The civil rights of an openly gay student at Proviso East High School were recently jeopardized when her principal, whether knowingly or unknowingly, made a brash decision that basically shoved her back into the closet.Ê Fortunately, District 209 officials reversed the principal’s decision after the Illinois Chapter of the American Civil Liberties Union intervened.

Belinda Sanchez is the 18-year-old Proviso East senior who enlisted the help of the ACLU-IL, when her principal, Milton Patch, rebuffed her request to wear a tuxedo to her April 22 prom.

Sanchez’s account of her interaction with Patch makes his decision seem intolerant and closed-minded. Unfortunately, we don’t know exactly what Patch’s views are, or why he told Sanchez she would be a “sideshow” at “his prom”; he didn’t return our calls.

What’s additionally bothersome is that Sanchez navigated this process with more efficiency and responsibility than did the adult officials within the district. She followed the rules of the prom review packet – which students have to submit so officials can tally the number of attendees and monitor what the kids are wearing – and sought her principal’s approval of her dress choice. When she was denied, she tried to reach Superintendent Nettie Collins-Hart, to no avail. And, finally the determined young woman enlisted the support of the ACLU-IL, and only then did the district overrule Patch’s decision; until then, she was basically ignored.

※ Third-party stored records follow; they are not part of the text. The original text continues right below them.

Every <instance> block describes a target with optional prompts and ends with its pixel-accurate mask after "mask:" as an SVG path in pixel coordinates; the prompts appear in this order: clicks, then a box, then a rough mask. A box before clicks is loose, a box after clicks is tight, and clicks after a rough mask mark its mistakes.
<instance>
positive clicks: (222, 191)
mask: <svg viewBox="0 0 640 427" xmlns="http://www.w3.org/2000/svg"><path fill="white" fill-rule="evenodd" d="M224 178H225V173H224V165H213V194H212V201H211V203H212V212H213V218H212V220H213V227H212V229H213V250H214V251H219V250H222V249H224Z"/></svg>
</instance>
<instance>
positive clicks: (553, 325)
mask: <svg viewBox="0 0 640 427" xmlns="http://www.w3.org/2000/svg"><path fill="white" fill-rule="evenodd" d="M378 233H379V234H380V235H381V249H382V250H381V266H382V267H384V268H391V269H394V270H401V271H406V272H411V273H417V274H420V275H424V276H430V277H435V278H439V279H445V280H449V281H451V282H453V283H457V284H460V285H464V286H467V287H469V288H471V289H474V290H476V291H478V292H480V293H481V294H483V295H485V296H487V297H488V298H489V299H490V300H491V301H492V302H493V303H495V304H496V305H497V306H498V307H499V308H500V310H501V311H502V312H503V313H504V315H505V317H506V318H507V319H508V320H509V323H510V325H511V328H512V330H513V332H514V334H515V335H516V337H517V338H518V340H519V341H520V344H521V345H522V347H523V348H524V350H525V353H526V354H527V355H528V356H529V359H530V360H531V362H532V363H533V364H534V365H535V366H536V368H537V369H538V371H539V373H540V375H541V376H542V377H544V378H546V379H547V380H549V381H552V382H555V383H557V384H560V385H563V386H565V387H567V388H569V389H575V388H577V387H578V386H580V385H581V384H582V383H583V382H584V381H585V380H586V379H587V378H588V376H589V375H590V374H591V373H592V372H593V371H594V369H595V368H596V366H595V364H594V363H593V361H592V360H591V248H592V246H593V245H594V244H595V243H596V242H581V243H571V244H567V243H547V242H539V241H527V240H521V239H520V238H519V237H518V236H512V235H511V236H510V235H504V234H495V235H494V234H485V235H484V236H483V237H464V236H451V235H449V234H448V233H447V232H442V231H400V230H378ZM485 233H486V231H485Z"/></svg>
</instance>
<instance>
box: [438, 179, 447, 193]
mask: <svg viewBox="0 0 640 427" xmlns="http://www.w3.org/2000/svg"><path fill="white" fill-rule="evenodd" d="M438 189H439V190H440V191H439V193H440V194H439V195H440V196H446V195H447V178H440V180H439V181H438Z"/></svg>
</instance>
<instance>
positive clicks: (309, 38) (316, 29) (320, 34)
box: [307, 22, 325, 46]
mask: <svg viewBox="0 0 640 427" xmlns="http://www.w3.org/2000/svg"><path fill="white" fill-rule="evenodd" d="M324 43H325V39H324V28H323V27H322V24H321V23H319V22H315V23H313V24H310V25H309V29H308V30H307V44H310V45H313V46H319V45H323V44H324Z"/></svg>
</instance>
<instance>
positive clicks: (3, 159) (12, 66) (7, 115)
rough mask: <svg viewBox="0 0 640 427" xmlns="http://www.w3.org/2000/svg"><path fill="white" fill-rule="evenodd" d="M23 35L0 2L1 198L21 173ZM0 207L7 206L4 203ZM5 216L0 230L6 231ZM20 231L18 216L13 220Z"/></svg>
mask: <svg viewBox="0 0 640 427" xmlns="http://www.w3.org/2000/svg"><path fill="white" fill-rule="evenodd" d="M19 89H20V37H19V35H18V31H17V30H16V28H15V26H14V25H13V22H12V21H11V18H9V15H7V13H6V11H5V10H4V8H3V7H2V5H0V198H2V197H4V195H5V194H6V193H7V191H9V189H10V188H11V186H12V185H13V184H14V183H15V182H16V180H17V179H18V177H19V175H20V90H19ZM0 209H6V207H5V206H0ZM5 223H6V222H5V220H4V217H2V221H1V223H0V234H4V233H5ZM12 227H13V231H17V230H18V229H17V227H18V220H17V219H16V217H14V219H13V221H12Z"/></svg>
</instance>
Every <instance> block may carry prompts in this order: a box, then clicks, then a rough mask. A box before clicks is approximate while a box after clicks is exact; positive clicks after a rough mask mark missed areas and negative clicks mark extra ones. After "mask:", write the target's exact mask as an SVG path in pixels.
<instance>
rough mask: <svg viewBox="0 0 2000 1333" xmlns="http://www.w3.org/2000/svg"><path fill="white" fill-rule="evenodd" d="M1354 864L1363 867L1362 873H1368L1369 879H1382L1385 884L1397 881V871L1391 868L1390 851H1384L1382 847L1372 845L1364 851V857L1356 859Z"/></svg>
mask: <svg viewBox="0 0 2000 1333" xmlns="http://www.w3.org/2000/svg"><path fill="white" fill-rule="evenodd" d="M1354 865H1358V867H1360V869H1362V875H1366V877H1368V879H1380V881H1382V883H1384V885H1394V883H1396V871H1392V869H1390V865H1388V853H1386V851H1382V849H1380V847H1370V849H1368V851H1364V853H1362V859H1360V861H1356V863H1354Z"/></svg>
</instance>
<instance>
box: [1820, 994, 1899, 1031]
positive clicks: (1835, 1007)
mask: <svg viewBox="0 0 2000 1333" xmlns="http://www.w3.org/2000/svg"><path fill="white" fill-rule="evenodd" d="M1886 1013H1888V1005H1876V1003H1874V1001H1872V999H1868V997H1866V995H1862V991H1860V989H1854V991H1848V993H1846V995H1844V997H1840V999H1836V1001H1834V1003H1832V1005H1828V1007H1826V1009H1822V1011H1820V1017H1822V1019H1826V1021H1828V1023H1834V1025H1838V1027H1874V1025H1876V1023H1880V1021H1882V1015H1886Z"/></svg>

Spokesperson TaQuoya Kennedy told us that there is “nothing wrong” with Sanchez’s choice of attire it’s just that the issue is “new” to the district. Not according to Sanchez and the ACLU-IL. Both stated that Proviso students have attended dances in gender-bending clothing in the past; the only difference is those students didn’t responsibly navigate the pre-prom application process like Sanchez did, they just showed up without announcing their dress choices beforehand.

We’re glad that the district overruled Patch’s potentially harmful decision, but it shouldn’t have dragged its feet in doing so. If not for Sanchez’s steadfastness and a letter from an ACLU lawyer, it’s entirely possible that this issue would have gone unresolved.

Gay kids are a part of the fabric of our society and they attend Proviso schools. Ignoring their rights and needs is extremely detrimental to the healthy and nurturing environment these kids need during this critical time in their lives. The emotional and mental consequences could have been dire here. Get with it, D209. And enjoy your prom Belinda.